I tossed and turned aggressively, striving to remove Leo's fat-bastard face from my inner- vision. I sighed, then twisted some more. Finally I found a cozy spot right on my side, slumped between the cushion and the couch wall, and soon fought with overactive mind to forget about the worry of now being unemployed. Then . . .
Drip-Drop . . .
Drip-Drop . . .
Drip-Drop . . .
The sound was faint and lost, but I paid no attention to it. I entirely disregarded it and threw some covers over my exposed legs.
Drip-Drop . . .
Drip-Drop . . .
Louder this time.
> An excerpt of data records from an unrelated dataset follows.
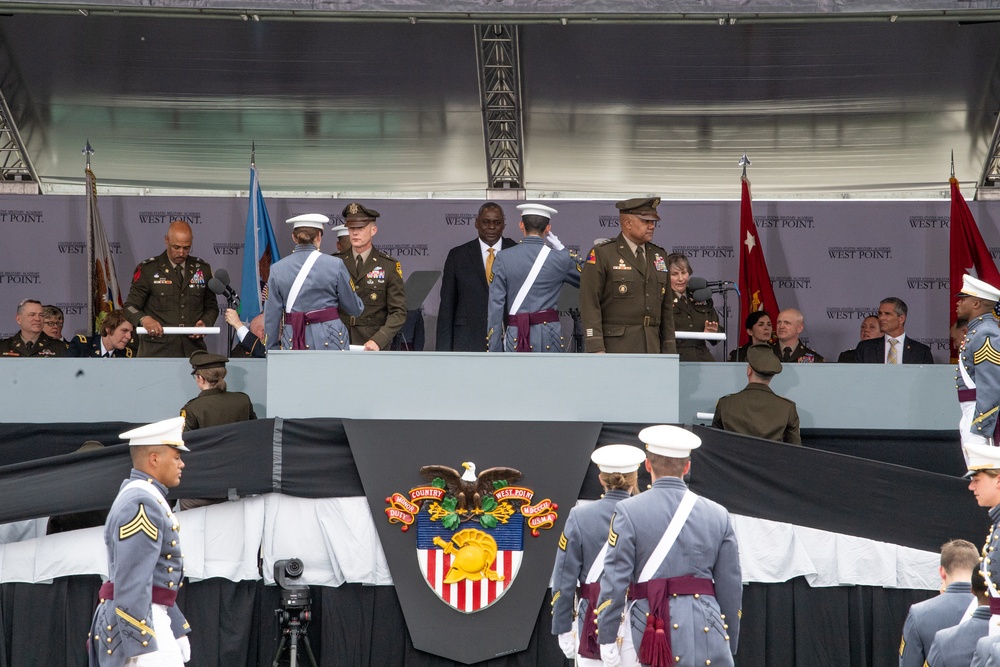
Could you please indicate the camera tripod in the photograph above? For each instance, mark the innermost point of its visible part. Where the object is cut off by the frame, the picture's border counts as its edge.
(293, 626)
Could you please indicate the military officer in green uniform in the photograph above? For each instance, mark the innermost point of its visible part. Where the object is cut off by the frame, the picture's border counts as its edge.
(31, 341)
(171, 290)
(757, 410)
(378, 280)
(624, 303)
(690, 313)
(214, 405)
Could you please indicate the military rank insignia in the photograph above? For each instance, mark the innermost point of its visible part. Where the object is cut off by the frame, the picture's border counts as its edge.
(470, 530)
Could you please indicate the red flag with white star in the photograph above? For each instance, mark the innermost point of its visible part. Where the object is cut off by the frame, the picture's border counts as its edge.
(756, 292)
(969, 253)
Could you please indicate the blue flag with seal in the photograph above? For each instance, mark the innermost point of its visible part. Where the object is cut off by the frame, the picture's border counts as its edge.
(260, 251)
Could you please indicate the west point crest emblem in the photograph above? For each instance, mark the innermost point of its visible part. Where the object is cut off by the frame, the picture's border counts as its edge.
(470, 530)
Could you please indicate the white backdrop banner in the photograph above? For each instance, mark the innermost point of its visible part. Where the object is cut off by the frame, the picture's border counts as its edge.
(833, 260)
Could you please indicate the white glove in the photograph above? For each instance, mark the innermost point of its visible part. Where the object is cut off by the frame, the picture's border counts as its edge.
(185, 645)
(567, 642)
(610, 655)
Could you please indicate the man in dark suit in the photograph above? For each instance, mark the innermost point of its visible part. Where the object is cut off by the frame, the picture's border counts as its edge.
(465, 284)
(894, 346)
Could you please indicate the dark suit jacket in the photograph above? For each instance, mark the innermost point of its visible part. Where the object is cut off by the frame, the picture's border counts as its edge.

I lifted my head from the
pillow, listening, thinking it was the constant pulsing in my ear. The noise suddenly ceased. I changed position from my side to my back and shut my eyes once more.
Drip-Drop . . .
Drip-Drop . . .
Drip-Drop . . .
Sighing, I reopened my eyes and extended my ear to the sound . . .
Drip-Drop . . .
Drip-Drop . . .
Like my neighbors noise-polluting Harley, it quickly grew on my nerves, replacing my comfort with uneasiness, impatience.
Drip-Drop . . .
Drip-Drop . . .
The room suddenly grew colder. A draft was blowing in from somewhere I could not pinpoint. I pulled more covers over myself, but somehow they didn't keep me very warm. For one brief second I felt the strangest feeling of deja-vu, like maybe I was stuck in some sort of loop. Something about tonight seemed familiar—too familiar, and not necessarily pleasant; maybe even surreal. Or it could be that I was just overly tired.
Drip-Drop . . .
Drip-Drop . . .
I sighed, threw the quilt off my body, and stood, determined to end that annoying sound.
I stomped into the hallway and stopped. As I did, the sound stopped dead in its tracks, as if it knew I was coming.
Then . . .
Drip-Drop . . .
Drip . . . Drop
Though I could not put an origin from whe-nce it came, I rushed into the kitchen and flicked the light switch.